W zeszłym miesiącu dyżurny komendy w Starych Babicach otrzymał zgłoszenie kradzieży biżuterii i markowych perfum w jednym z domów na terenie gminy. W czasie, gdy doszło do przestępstwa pokrzywdzeni nie zauważyli żadnych śladów włamania, nie mieli też podejrzeń co do swoich domowników. Wszystko wskazywało na to, że kradzieży mogła dokonać kobieta oferująca na jednym z portali społecznościowych usługę sprzątania mieszkań i domów, a którą pokrzywdzeni zatrudnili do posprzątania domu przed świętami. Podczas pobytu u nich, w pewnym momencie kobieta poinformowała pracodawców, że musi już iść, ponieważ właśnie umarła jej babcia. Na tym kontakt z 25-latką się urwał.

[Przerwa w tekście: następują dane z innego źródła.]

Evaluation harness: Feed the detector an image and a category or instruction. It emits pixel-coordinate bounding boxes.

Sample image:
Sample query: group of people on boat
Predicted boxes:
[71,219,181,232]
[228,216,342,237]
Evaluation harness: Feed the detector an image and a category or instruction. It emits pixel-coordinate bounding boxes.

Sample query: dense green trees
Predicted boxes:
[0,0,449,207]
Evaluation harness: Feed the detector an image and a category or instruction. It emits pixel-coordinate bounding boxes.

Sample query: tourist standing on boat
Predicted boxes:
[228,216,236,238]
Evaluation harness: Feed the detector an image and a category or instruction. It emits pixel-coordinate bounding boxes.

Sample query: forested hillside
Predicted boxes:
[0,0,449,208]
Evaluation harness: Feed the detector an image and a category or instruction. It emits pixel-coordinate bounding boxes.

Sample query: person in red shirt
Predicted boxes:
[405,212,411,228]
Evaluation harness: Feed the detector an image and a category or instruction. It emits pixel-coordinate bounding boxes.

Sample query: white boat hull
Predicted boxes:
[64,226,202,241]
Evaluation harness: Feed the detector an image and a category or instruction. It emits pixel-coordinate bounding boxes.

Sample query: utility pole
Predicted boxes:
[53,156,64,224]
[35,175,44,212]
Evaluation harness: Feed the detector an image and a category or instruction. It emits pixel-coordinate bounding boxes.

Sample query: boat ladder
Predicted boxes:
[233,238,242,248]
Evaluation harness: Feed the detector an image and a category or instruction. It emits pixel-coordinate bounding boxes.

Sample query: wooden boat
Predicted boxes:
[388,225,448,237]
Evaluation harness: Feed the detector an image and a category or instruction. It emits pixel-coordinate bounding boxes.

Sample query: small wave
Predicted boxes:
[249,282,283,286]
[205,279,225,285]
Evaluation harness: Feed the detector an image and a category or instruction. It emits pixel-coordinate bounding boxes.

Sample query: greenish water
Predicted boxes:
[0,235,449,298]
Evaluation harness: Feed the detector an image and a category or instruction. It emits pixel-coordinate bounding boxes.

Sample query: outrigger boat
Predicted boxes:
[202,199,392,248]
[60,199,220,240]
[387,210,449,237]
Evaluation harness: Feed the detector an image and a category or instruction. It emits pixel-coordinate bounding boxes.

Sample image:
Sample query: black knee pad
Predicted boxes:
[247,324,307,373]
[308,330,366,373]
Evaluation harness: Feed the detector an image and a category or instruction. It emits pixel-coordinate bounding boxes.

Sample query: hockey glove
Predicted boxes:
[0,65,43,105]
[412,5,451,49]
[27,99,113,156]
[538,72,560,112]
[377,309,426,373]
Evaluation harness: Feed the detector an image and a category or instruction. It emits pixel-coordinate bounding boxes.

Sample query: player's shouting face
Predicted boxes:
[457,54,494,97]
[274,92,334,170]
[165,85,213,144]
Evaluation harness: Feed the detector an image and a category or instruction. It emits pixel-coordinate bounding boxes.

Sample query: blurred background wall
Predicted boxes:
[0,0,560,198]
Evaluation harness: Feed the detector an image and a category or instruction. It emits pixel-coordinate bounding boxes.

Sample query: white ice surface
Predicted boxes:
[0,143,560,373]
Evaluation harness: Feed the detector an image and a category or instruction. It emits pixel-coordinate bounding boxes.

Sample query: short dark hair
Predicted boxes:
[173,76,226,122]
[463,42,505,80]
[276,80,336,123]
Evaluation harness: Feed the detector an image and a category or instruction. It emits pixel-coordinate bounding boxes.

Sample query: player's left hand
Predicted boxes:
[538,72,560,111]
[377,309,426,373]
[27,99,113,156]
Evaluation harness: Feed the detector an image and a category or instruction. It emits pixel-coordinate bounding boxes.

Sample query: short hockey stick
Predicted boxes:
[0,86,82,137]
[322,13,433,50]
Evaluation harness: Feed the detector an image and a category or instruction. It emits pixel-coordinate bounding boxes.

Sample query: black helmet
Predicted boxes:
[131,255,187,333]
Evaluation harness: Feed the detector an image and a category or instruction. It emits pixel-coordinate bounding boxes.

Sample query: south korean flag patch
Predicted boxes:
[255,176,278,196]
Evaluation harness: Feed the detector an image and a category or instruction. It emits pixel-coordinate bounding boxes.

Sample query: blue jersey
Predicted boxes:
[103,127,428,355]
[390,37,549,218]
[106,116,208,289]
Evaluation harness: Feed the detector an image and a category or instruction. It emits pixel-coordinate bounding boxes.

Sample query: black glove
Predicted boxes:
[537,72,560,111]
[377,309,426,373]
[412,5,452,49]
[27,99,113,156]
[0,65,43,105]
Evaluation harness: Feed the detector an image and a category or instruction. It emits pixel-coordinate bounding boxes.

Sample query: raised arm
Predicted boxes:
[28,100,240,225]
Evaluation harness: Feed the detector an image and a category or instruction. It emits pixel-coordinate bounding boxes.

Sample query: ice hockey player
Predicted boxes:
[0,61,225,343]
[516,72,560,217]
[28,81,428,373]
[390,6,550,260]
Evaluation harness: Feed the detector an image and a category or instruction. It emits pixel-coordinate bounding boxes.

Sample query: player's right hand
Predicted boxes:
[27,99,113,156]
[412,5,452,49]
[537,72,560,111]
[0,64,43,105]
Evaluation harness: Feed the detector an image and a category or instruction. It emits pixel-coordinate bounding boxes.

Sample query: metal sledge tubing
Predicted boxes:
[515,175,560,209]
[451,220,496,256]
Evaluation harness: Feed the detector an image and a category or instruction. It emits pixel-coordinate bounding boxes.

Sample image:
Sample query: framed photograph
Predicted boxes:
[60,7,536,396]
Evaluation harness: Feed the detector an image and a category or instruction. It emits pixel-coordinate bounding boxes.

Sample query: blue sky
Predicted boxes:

Sprawą zajęli się kryminalni ze starobabickiej komendy. Funkcjonariusze ustalili tożsamość kobiety oraz miejsce, gdzie może przebywać, a następnie zatrzymali ją. Podczas przeszukania jej miejsca zamieszkania policjanci zabezpieczyli biżuterię. Jak się okazało, to nie była pierwsza rodzina, która padła ofiarą 25-latki. Mieszkanka błońskiej gminy usłyszała dwa zarzuty kradzieży. Za popełnienie tego przestępstwa kodeks karny przewiduje karę do 5 lat pozbawienia wolności.